Facet Normal: -0.000000       -0.894426        0.447215
cout test: -9.6137e-08

I can't seem to get printf to work correctly. I had the entire function working correctly with cout but like I said, I'd like things to line up niftily.

Edit:

As Oli said, using %e does get it to print correctly. By using %e throughout though it puts everything in scientific notation and a lot of the numbers in the data set don't in reality really need it. Cout seems to convert between %lf and %e as needed. Is there an easy way to get printf to get this behavior as well?

Answer:

%f is for both float and double (since float arguments are promoted to double); %lf is for long double. f prints with no exponent, e prints with an exponent, and g uses whichever looks better (following specific rules). – Keith Thompson

%g gets the exact behavior I was looking for!

Was it helpful?

Solution 2

It seems you want to get the "best" formatting (which is the default for std::ostream): you can use %g (%Lg for long double) to have the formatting function decide how the values should be formatted. There are four format specifiers:

  1. %f for fixed point notation (the format used by std::fixed for streams).
  2. %e for scientific formatting (the format used by std::scientific for streams).
  3. %g for the "best" version of fixed and scientific (the default for streams and since C++11 std::defaultfloat).
  4. %a for an exact/hex representation of the floating point number (since C++11 std::hexfloat).

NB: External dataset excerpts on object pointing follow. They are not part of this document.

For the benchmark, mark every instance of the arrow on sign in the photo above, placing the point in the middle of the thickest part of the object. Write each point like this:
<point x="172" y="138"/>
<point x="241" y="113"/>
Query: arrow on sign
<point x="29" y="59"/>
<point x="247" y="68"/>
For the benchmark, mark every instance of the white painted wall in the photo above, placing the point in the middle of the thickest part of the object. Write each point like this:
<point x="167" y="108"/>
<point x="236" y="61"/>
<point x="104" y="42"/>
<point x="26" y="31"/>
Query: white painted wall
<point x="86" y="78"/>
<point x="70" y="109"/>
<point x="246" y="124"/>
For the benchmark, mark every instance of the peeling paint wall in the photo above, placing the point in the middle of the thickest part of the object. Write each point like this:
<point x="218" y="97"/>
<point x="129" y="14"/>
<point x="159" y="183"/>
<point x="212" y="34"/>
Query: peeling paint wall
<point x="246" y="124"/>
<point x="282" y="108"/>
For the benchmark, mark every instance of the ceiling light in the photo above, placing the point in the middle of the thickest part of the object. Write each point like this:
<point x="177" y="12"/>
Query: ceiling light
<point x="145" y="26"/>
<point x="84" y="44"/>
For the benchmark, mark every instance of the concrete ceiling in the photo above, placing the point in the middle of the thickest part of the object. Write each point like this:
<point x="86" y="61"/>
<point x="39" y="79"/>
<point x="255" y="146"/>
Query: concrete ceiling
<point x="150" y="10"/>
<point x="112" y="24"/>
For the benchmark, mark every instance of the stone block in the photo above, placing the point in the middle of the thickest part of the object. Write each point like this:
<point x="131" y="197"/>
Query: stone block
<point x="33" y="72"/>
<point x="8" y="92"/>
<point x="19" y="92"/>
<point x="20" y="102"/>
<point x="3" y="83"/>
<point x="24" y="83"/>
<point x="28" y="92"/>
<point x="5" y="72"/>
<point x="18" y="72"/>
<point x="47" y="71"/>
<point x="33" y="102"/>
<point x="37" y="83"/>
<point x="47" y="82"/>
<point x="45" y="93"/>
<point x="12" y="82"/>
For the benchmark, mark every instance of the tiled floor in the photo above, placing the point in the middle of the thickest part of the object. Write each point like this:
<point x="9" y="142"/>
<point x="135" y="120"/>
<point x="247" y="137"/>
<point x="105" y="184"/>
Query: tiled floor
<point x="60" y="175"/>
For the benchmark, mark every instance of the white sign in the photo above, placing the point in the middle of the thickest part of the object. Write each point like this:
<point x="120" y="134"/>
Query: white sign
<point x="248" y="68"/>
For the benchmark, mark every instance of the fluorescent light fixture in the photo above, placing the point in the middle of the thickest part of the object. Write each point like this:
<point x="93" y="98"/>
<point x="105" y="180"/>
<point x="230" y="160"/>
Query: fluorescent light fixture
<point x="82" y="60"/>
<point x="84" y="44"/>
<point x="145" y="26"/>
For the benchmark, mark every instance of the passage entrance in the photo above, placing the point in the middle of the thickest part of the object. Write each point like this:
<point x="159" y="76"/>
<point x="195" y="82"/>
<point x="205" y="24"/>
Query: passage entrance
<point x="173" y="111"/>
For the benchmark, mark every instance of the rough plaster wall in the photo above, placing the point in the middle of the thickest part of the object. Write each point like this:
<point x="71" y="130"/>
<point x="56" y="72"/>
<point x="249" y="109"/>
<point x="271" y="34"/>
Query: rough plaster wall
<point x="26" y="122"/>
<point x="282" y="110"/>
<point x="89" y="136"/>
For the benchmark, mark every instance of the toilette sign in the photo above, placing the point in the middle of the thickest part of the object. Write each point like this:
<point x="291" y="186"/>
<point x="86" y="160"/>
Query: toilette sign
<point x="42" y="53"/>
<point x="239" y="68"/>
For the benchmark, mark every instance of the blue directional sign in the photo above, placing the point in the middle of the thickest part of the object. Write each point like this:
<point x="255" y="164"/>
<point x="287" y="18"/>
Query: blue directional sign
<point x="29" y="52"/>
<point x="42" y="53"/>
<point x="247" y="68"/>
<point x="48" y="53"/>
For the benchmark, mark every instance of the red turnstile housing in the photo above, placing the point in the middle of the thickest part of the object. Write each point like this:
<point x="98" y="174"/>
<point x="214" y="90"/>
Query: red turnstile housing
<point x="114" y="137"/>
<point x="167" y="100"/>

The formatting flags can used both in lowercase and uppercase to indicate whether any characters should be lowercase or uppercase (e.g. e vs. E). Note that the l length specifier is actually not relevant for the floating point formatting. You might need to use L, though, when formatting long double

OTHER TIPS

As the std::printf() reference says, just use %e:

std::printf( "One double in decimal scientific notation! %e" , my_double );

But the correct C++ way is to use std::cout and some manipulators, std::scientific in this case:

std::cout << "One double in decimal scientific notation!" << std::scientific << my_double;

Note that the format of std::cout forms part of its state, that is, you only have to configure it once, the format is applied to any output operation after the setting, and before other format change:

std::cout << std::scientific;

std::cout << std::pow( 10.0 , 10.0 ) << std::endl;
std::cout << std::pow( 10.0 , 20.0 ) << std::endl;
std::cout << std::pow( 10.0 , 30.0 ) << std::endl;

1e11
1e21
1e31

If you want to control the output from std::cout, use setw() and setfill(). http://www.cplusplus.com/reference/iomanip/setw/

You can also set the precision, etc. I will leave that to you to explore.